On le sait depuis longtemps, Mark Kozelek soigne particulièrement ses entrées. Ainsi, Lost Verses en ouverture du chef-d’œuvre April (2008) signait une superbe mise à l’eau, longue mélopée entêtante charriant un des plus beaux textes écrits par l’Américain. Il s’y campait en présence fantomatique hantant les rues de San Francisco et veillant sur d’anciens amours et amis. La mémoire de cette chanson et de cet album éclaire aujourd’hui d’une lumière particulière son sixième LP sous l’appellation Sun Kil Moon. Elle permet de mesurer les bouleversements à l’œuvre dans l’écriture de Kozelek. Musicalement, les structures répétitives demeurent, déclinées en textures et rythmes plus variés, mais la nature des textes a changé. Le très émouvant titre d’ouverture engage immédiatement sur cette voie nouvelle, plus littérale et narrative.

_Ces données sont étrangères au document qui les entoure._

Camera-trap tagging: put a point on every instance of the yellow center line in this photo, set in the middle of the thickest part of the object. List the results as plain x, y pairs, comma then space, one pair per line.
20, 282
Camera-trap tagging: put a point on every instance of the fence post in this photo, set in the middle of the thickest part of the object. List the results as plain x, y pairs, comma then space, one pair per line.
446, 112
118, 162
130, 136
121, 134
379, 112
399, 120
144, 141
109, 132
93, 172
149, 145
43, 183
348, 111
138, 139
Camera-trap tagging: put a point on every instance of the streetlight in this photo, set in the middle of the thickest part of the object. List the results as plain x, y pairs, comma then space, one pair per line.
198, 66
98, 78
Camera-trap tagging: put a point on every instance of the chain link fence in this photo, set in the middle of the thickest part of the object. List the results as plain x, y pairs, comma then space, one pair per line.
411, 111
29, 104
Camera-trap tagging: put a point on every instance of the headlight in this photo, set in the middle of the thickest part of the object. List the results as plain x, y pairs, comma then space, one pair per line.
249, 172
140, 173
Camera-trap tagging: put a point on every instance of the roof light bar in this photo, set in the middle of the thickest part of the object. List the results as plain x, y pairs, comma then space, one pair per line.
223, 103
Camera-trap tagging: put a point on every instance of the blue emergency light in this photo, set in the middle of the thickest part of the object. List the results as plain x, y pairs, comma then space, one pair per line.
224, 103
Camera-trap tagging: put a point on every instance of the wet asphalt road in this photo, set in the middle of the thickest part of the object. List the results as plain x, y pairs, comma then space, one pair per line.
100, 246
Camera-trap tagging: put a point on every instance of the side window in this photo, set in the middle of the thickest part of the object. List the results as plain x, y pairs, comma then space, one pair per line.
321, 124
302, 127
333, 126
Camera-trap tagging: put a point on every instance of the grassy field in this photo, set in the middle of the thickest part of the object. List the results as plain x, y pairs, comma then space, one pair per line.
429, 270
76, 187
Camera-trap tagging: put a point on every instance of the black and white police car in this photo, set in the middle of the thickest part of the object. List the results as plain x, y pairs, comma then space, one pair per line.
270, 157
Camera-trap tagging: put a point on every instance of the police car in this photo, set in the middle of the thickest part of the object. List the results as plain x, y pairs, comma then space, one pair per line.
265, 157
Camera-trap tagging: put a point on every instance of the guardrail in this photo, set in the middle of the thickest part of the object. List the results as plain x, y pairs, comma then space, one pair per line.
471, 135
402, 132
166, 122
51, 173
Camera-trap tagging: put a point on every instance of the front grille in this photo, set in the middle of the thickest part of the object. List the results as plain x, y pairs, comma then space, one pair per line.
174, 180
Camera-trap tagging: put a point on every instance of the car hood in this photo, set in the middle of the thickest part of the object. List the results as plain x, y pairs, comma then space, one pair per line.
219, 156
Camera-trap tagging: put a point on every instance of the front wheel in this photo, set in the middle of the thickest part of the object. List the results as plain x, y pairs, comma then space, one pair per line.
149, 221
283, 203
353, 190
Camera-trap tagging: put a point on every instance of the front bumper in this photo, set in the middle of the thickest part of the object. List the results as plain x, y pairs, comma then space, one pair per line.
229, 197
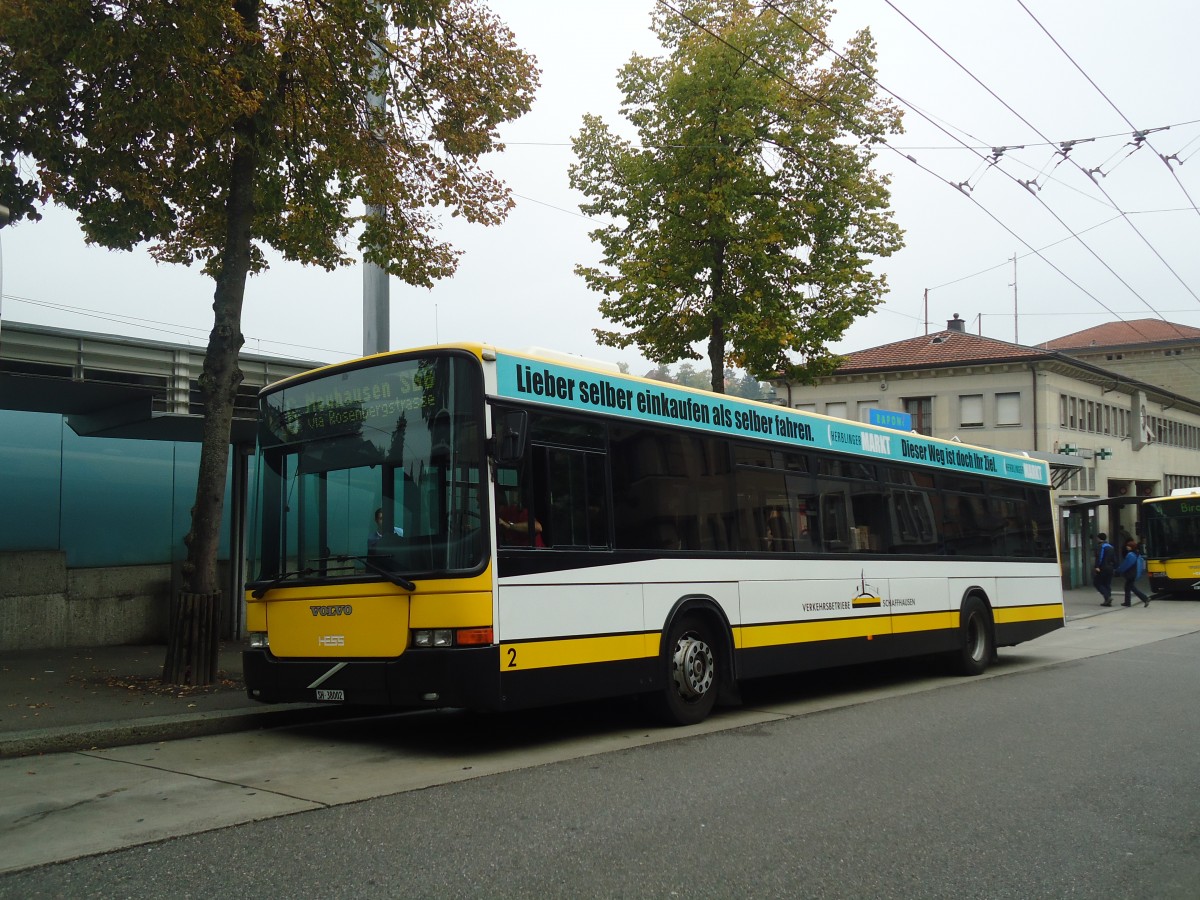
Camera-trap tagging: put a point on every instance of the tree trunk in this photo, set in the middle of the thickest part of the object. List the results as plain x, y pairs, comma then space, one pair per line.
717, 336
195, 623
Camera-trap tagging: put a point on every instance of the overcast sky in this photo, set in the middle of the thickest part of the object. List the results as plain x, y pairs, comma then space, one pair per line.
1119, 245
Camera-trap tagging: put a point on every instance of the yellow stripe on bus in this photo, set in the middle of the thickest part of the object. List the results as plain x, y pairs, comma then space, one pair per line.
750, 636
1007, 615
577, 651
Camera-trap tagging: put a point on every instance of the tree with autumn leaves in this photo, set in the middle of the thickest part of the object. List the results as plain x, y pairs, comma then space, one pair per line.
747, 214
214, 130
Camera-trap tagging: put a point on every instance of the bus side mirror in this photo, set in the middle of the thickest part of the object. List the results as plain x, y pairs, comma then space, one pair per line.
509, 441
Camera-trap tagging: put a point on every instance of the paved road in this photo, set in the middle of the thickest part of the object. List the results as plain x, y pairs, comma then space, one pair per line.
828, 787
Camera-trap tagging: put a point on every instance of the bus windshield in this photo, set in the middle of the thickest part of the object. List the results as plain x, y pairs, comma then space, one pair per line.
372, 472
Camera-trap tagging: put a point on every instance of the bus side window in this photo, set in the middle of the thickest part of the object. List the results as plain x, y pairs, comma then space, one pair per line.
834, 520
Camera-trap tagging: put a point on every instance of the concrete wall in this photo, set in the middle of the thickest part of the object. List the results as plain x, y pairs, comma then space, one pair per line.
43, 604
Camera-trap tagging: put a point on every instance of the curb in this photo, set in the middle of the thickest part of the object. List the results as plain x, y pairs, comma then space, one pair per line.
73, 738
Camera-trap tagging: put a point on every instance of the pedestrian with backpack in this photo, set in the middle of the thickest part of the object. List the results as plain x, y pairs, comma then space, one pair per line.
1105, 564
1132, 568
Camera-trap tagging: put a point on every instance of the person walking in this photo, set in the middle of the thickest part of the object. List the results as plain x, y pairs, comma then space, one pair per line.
1132, 568
1105, 564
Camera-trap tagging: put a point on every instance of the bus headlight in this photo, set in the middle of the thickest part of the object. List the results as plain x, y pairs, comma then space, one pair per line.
433, 637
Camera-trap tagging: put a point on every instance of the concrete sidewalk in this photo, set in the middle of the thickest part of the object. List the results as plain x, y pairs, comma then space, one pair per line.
60, 700
79, 699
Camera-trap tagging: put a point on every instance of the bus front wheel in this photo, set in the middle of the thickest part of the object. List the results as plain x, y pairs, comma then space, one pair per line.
977, 646
691, 672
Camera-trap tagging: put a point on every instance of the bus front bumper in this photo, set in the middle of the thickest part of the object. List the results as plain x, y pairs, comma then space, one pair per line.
424, 678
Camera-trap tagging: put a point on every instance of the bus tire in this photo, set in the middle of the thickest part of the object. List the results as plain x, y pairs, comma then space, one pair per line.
977, 646
691, 657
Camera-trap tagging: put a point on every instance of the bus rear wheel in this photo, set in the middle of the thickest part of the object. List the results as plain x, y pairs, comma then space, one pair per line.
693, 679
977, 646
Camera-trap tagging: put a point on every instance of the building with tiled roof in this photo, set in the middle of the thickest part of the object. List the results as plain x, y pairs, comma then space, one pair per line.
1127, 437
1163, 353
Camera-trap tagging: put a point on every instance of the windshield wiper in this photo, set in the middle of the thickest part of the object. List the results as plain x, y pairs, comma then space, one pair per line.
367, 563
257, 593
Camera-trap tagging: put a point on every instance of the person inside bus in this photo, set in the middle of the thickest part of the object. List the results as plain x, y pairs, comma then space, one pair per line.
515, 523
376, 534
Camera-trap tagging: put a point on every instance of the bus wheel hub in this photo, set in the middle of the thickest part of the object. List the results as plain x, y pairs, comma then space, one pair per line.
693, 667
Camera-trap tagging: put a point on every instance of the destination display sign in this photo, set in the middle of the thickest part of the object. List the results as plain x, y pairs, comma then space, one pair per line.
553, 384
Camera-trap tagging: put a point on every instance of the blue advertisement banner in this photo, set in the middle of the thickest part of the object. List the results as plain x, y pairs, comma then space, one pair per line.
565, 388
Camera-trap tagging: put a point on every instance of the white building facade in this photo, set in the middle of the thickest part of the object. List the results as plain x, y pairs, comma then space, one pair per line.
1126, 438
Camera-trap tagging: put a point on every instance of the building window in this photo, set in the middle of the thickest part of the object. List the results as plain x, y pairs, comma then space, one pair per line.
971, 409
922, 412
1008, 408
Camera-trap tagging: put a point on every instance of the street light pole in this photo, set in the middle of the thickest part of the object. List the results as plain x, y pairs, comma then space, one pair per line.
5, 215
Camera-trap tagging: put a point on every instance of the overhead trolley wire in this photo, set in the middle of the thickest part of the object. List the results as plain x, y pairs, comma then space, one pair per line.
1065, 149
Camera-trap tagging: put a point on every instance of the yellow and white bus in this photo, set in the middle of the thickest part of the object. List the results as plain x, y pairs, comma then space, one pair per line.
1171, 532
549, 531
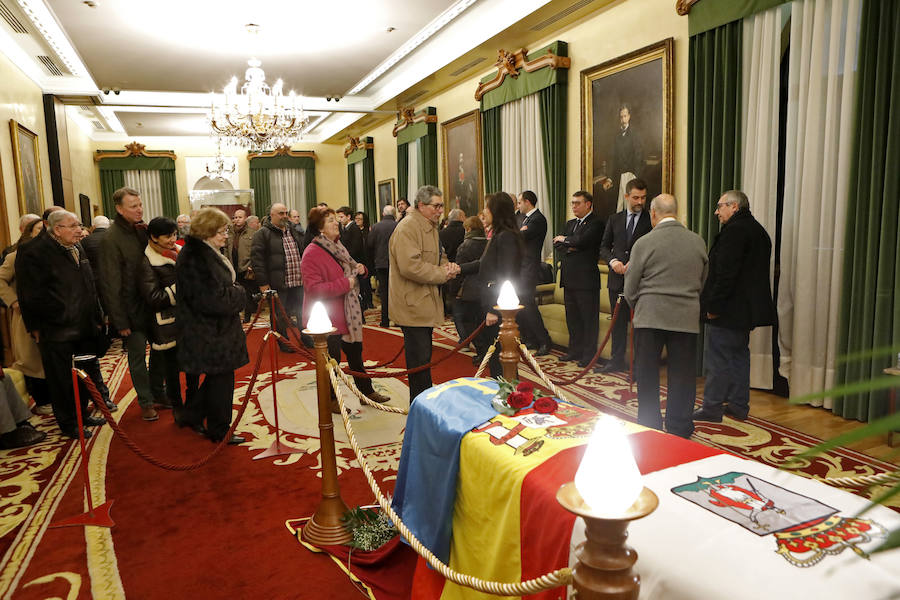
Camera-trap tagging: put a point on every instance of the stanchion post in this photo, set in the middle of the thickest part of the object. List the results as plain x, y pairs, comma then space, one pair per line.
96, 515
325, 527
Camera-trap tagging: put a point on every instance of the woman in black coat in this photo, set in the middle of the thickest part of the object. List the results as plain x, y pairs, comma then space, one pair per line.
156, 283
210, 338
501, 261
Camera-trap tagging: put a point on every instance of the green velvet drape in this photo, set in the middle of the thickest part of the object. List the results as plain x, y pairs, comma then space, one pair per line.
402, 171
491, 150
110, 181
262, 195
351, 186
714, 123
553, 101
169, 192
870, 309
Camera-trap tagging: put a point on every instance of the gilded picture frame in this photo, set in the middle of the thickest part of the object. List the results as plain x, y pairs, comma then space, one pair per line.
627, 124
462, 170
27, 167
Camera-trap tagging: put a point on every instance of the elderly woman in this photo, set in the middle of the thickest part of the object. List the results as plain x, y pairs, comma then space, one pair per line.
330, 276
25, 349
156, 283
210, 339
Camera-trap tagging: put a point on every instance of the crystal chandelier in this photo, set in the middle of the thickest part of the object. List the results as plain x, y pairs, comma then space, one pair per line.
221, 167
258, 117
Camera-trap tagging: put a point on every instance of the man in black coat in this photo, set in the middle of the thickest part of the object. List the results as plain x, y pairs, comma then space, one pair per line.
378, 249
622, 230
62, 312
533, 225
736, 298
275, 256
580, 277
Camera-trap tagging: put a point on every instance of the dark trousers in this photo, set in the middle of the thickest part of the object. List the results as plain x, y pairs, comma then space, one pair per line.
681, 350
292, 301
620, 329
417, 341
57, 360
726, 365
164, 380
383, 276
582, 321
250, 289
353, 353
530, 321
211, 401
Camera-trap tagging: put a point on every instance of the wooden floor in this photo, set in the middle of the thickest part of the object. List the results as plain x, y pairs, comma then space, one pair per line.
818, 422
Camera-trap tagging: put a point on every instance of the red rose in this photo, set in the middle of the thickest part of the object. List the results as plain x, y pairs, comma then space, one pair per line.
545, 405
518, 400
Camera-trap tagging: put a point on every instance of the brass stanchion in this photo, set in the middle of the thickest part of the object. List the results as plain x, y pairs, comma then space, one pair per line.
325, 527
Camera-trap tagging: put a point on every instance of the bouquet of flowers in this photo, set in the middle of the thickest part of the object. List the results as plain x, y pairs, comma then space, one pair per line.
514, 396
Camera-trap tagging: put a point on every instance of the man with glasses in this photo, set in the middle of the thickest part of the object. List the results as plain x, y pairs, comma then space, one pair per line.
579, 247
275, 255
736, 298
417, 268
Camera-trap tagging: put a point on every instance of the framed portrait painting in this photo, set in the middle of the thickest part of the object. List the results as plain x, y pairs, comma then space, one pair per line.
27, 166
461, 163
626, 112
385, 196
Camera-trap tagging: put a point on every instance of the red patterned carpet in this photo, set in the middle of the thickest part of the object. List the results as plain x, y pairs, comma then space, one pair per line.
220, 530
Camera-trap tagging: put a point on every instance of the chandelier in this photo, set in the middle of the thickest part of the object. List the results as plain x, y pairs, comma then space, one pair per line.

Carissa évoque la disparition tragique d’une cousine perdue de vue, tuée par l’explosion d’une bombe aérosol comme son grand-père avant elle. C’est une poésie plane qui est ici déroulée, dont la beauté tient plutôt au point de vue adopté et au phrasé qu’à la formulation en elle-même. L’essentiel des chansons évoque des histoires (vraies) plus ou moins tragiques, abordées du point de vue de Kozelek dont la voix est mixée très en avant. Ce n’est pas toujours passionnant, il faut le souligner (I Can’t Live Without My Mother’s Love). Mais la plupart du temps, les compositions arrivent mystérieusement à transcender cette apparente banalité et touchent au sublime. L’énergie appuyée de Dogs, l’ampleur gagnée en bout de course par Pray For Newtown, l’orgue de Jim Wise, la voix dédoublée sur Richard Ramirez Died Today Of Natural Causes, de tout cela émane une beauté irréelle. Ben’s My Friend est servie en guise de conclusion étonnamment légère, évoquant le Mark Eitzel de West (1997). Avec un saxo dégueu en bonus.
> Sun Kil Moon est en concert ce vendredi 21 mars à Nantes (Lieu Unique) dans le cadre du festival Assis ! Debout ! Couché ! et le lendemain à Paris (Café de la Danse).